Thursday, 30 April 2009

Obama's People



Young fresh and alive is the lasting impression I got from the portraits of the transitional Barack Obama team at the exhibition 'Obama's People' at the Birmingham City Museum and Art Gallery.   The portraits were taken for a special edition of the New York Times  by London based photographer Nadav Kandar.

The exhibition is in one room.  The walls are painted white and there is a good deal of natural light which enhances the feeling of fresh and new.   Most of the portraits at hung on the four walls of the room.   Towards the rear of the room there is a tunnel construction that is painted black and very dimly lit - but more of this in a moment.

Now for any one who is a West Wing fan there is a wonderful game to play as you examine the photographs - which one is Josh, which one is Tobby, Leo etc?   This is not as silly as it sounds as the producers of the West Wing are claiming that the character of Matt Santos is loosely inspired by the Obama and there are some other neat fits - Rahm Emanual is also very similar to Josh, who was also Santos' chief of staff.   I could go on but I won't.

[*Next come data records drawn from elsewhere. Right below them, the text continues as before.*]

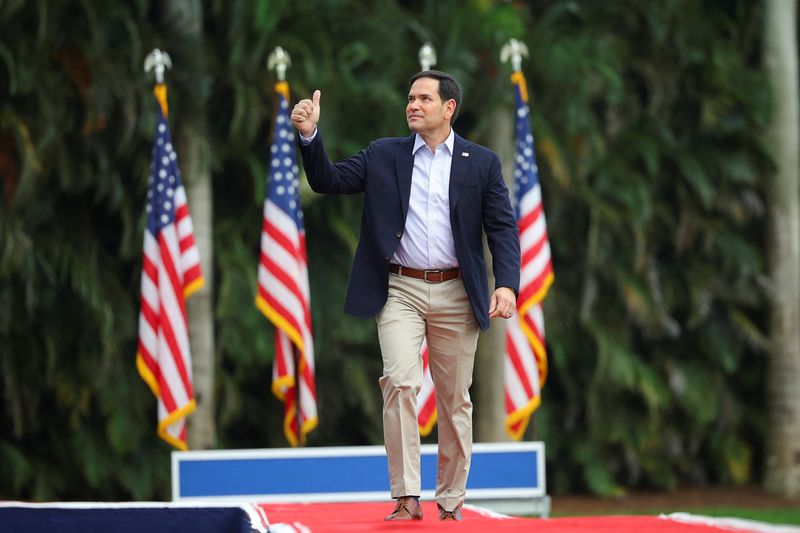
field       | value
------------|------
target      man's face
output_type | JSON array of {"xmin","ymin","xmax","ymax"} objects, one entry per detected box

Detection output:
[{"xmin": 406, "ymin": 78, "xmax": 455, "ymax": 134}]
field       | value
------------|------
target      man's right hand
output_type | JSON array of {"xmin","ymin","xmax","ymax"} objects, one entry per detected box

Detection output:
[{"xmin": 292, "ymin": 90, "xmax": 322, "ymax": 137}]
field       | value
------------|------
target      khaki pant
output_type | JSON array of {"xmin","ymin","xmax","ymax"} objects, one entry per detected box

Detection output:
[{"xmin": 376, "ymin": 274, "xmax": 479, "ymax": 511}]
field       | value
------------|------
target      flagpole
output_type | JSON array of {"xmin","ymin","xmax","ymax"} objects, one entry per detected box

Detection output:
[{"xmin": 267, "ymin": 46, "xmax": 306, "ymax": 446}]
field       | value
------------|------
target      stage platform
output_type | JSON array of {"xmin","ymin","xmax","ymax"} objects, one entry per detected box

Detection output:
[{"xmin": 0, "ymin": 501, "xmax": 800, "ymax": 533}]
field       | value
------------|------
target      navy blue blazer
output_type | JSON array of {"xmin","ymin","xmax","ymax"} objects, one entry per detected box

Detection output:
[{"xmin": 298, "ymin": 130, "xmax": 520, "ymax": 330}]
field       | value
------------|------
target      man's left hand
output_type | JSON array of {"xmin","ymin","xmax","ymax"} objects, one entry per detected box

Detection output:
[{"xmin": 489, "ymin": 287, "xmax": 517, "ymax": 318}]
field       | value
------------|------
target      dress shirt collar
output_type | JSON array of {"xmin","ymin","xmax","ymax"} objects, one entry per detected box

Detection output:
[{"xmin": 411, "ymin": 128, "xmax": 456, "ymax": 156}]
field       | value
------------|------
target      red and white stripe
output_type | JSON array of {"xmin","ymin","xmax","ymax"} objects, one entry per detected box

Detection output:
[
  {"xmin": 504, "ymin": 72, "xmax": 553, "ymax": 440},
  {"xmin": 256, "ymin": 199, "xmax": 317, "ymax": 446},
  {"xmin": 417, "ymin": 340, "xmax": 437, "ymax": 437},
  {"xmin": 136, "ymin": 186, "xmax": 203, "ymax": 449}
]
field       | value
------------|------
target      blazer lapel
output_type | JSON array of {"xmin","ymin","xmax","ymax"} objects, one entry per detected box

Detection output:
[
  {"xmin": 449, "ymin": 135, "xmax": 471, "ymax": 213},
  {"xmin": 394, "ymin": 134, "xmax": 414, "ymax": 220}
]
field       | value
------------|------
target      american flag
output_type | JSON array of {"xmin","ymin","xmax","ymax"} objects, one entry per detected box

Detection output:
[
  {"xmin": 504, "ymin": 72, "xmax": 553, "ymax": 440},
  {"xmin": 417, "ymin": 341, "xmax": 436, "ymax": 437},
  {"xmin": 256, "ymin": 82, "xmax": 317, "ymax": 446},
  {"xmin": 136, "ymin": 84, "xmax": 203, "ymax": 450}
]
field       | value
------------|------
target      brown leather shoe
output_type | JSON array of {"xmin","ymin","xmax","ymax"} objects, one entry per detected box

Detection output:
[
  {"xmin": 384, "ymin": 496, "xmax": 422, "ymax": 520},
  {"xmin": 436, "ymin": 504, "xmax": 464, "ymax": 522}
]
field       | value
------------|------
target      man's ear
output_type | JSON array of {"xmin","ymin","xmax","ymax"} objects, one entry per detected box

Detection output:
[{"xmin": 444, "ymin": 98, "xmax": 456, "ymax": 118}]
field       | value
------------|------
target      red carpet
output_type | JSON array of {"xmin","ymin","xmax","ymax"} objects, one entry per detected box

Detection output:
[{"xmin": 259, "ymin": 502, "xmax": 752, "ymax": 533}]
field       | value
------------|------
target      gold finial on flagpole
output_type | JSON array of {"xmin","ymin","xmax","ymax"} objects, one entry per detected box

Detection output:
[
  {"xmin": 144, "ymin": 48, "xmax": 172, "ymax": 84},
  {"xmin": 500, "ymin": 39, "xmax": 528, "ymax": 72},
  {"xmin": 267, "ymin": 46, "xmax": 292, "ymax": 81},
  {"xmin": 419, "ymin": 42, "xmax": 436, "ymax": 70}
]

As you enter the gallery there is one portrait that catches your eye straight away - Hillary Clinton.   She is undoubtedly the second most famous person in the room, although whether she is the second most powerful is another matter.   You eyes are drawn immediately to her and you can tell that she has done this sort of thing before.   She looks relax and yet formal - well aware of the power of her image.  Compare this to the portrait of Reggie Love, Obama's body man (next to Clinton in the collection above).  Here we have a young man who is full of the life that Obama has brought to the Presidency,   he has none of the years of Washington in fighting that has clearly formed and bruised Hillary Clinton

As you walk around the gallery you quickly realise that someone is missing.    Where is Banquo?  This is a feast in his honour and yet he is nowhere to be seen.   This being said his personality can be felt throughout the room - yet where is Obama?   To find Obama you have to enter the tunnel structure towards the rear of the room.   Here, opposite some very ordinary night shots of Washington DC land marks is a very small portrait of Obama.   It is a black and white photograph, see above, and illuminated by a small spot in the ceiling of the structure.   This might be the smallest photograph in the exhibition yet it still holds your attention.


The inner circle of George Bush's first administration
Annie Leibovitz ~ Nov 2001

As I walked around the gallery I kept thinking back to the Leibovitz portrait of the Bush inner circle from his first administration.   This is a rather formal affair of very serious looking people.   It has a sinister feel to it.  Now it is too easy to draw any conclusions from this comparison but it was something I kept coming back to again and again.   The Obama people really do represent the audacity of hope compared to the tired, discredited people they replaced.